Директор и вожатая вскоре ушли. Аркадий поднялся и, проходя мимо меня, молча положил мне руку на плечо. Я поднял голову, наши взгляды встретились. Мне показалось, я увидел сочувствие в его глазах.
— Вам топор передали, Аркадий Наумович? — спросил я, пользуясь случаем. А то директор человек занятой, посеет его где-нибудь, а Аркадий с меня потом спросит. Нет уж, пусть разбираются по свежим следам.
— Нет. А должны были?
— Да. Игорь Иванович его забрал у меня.
— Хорошо. Я спрошу.
Аркадий вышел. Кириешка, как ни в чём ни бывало, переключилась на экзаменационные билеты по русскому. Видимо, не решила еще, кто достоин выполнять общественно важную задачу по изготовлению стенгазеты. Главное, что я с нее благополучно соскочил. Молодцы, не стали руки выкручивать, хотя и могли попытаться.
А я до конца урока думал о том, как обманчиво первое впечатление. Я же сначала посчитал эту женщину недалёкой балаболкой, по типу — что вижу, то пою. А оно вон как вышло. Столько лет носить такой секрет и не трещать о нём на каждом углу? И не упомянуть ни разу, даже случайно. Это о женщине многое говорит. Оказывается, я совсем не разбираюсь в людях. Хотя, возможно, не разбираюсь именно в советских людях. Придётся нарабатывать навык, других тут сейчас нет. Сомневаюсь, что в наш Мухосранск заезжают иностранные туристы, даже если и находят его на карте СССР. Чай, не Бородино и не Березина.

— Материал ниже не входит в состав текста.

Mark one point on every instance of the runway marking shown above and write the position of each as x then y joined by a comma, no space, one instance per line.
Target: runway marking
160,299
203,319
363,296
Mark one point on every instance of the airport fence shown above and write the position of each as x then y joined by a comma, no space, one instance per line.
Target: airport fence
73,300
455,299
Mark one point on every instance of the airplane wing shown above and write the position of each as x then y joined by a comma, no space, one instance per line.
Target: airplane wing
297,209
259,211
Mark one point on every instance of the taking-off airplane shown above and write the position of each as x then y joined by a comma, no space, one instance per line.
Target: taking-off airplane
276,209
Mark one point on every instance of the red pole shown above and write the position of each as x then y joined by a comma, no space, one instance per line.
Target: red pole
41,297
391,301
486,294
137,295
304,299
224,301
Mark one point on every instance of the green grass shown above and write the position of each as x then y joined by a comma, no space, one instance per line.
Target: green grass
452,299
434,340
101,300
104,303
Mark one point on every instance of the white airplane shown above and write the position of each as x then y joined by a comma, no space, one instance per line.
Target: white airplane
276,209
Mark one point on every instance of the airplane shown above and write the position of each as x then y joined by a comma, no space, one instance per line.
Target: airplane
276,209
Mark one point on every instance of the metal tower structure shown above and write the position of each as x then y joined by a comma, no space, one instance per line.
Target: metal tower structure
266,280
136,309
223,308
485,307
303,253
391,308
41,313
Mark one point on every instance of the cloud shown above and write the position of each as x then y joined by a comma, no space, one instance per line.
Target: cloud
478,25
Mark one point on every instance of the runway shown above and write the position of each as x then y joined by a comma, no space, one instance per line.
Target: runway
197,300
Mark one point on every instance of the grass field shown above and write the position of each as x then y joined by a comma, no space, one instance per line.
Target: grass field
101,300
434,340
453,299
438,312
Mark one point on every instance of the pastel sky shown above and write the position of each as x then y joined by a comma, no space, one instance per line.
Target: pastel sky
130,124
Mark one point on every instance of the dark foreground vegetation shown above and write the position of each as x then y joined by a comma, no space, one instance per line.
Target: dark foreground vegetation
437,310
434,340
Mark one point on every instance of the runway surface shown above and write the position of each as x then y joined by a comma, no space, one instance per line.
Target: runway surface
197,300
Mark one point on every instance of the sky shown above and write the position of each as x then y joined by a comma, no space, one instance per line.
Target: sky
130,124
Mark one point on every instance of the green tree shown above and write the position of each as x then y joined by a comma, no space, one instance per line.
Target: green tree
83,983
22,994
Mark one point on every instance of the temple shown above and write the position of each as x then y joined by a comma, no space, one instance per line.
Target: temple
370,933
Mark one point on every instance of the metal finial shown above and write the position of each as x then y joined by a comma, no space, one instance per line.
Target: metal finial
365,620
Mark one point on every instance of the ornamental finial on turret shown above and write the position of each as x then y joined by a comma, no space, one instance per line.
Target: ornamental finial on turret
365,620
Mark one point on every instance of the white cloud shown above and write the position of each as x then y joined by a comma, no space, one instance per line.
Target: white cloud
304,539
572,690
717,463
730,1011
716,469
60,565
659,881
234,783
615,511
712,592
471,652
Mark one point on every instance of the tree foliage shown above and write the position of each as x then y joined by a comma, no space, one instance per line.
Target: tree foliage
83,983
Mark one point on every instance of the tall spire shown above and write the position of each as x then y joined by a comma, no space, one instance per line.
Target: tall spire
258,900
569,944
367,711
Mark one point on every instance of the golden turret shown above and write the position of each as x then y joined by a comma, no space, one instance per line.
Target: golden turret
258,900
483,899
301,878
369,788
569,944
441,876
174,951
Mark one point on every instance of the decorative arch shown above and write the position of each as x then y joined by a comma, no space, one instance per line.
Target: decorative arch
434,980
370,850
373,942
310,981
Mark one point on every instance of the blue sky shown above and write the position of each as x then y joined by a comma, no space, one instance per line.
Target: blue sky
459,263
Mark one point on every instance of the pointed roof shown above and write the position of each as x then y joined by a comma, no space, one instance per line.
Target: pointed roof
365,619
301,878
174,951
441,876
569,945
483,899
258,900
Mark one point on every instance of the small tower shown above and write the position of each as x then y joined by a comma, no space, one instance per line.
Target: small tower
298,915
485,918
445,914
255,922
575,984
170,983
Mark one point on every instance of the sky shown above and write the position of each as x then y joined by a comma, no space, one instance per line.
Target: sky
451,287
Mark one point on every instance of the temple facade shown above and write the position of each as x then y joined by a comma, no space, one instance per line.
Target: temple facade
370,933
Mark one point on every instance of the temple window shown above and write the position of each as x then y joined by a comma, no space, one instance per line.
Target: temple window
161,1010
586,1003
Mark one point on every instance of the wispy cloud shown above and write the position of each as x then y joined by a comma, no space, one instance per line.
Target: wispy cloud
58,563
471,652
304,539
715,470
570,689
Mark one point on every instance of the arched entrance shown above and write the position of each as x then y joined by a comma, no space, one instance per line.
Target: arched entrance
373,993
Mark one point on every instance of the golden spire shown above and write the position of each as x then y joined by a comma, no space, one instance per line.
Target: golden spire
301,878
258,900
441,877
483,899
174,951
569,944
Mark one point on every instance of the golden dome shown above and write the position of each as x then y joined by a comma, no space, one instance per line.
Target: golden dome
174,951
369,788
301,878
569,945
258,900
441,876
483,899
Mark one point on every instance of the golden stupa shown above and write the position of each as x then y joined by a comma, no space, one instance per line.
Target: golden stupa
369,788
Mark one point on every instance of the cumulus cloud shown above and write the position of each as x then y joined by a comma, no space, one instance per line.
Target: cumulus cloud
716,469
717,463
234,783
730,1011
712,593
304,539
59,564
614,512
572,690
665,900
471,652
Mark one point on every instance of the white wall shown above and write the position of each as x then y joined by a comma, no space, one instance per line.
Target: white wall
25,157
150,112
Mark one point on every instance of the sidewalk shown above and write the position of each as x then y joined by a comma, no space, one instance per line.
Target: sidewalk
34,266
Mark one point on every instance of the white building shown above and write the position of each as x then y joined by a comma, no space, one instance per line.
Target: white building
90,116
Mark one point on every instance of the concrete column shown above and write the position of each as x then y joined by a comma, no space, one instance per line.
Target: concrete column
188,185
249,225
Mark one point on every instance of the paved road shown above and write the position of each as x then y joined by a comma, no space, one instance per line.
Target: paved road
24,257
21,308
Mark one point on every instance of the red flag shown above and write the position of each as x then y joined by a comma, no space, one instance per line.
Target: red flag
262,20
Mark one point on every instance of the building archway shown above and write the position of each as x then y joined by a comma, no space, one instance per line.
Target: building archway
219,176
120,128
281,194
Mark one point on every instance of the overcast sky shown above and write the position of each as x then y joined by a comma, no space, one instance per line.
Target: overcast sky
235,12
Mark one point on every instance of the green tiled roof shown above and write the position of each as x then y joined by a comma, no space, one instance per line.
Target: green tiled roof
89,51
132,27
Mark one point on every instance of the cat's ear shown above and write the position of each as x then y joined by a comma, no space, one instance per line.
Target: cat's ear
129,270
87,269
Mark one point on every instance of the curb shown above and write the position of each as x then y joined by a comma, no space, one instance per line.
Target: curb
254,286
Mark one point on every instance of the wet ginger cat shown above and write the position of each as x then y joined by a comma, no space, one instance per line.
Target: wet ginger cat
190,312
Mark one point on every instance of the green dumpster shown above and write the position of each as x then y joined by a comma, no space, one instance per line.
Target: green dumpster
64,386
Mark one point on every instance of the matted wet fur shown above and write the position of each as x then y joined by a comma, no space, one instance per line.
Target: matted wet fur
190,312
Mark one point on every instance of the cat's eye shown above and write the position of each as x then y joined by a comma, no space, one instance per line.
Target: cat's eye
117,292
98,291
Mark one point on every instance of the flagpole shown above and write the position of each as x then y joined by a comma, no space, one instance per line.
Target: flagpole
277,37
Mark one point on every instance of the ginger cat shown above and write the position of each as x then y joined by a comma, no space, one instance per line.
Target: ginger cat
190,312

Прозвенел звонок. Мы отправились на перемену. Я на автомате вышел со всеми в рекреацию и встал у окна. Погружённый в свои мысли, не сразу вспомнил о своём обещании, данном друзьям. И только, когда Юлька, Славка, Ветка и Лёха встали вокруг меня кругом и замерли в ожидании, я понял, что им очень даже пора что-то сказать.
— Ребят, я сам только вчера случайно узнал, — положа руку на сердце, сказал им я, — от матери Тимура. Все еще пытаюсь в это поверить.
— И это всё? — разочарованно спросил Славка.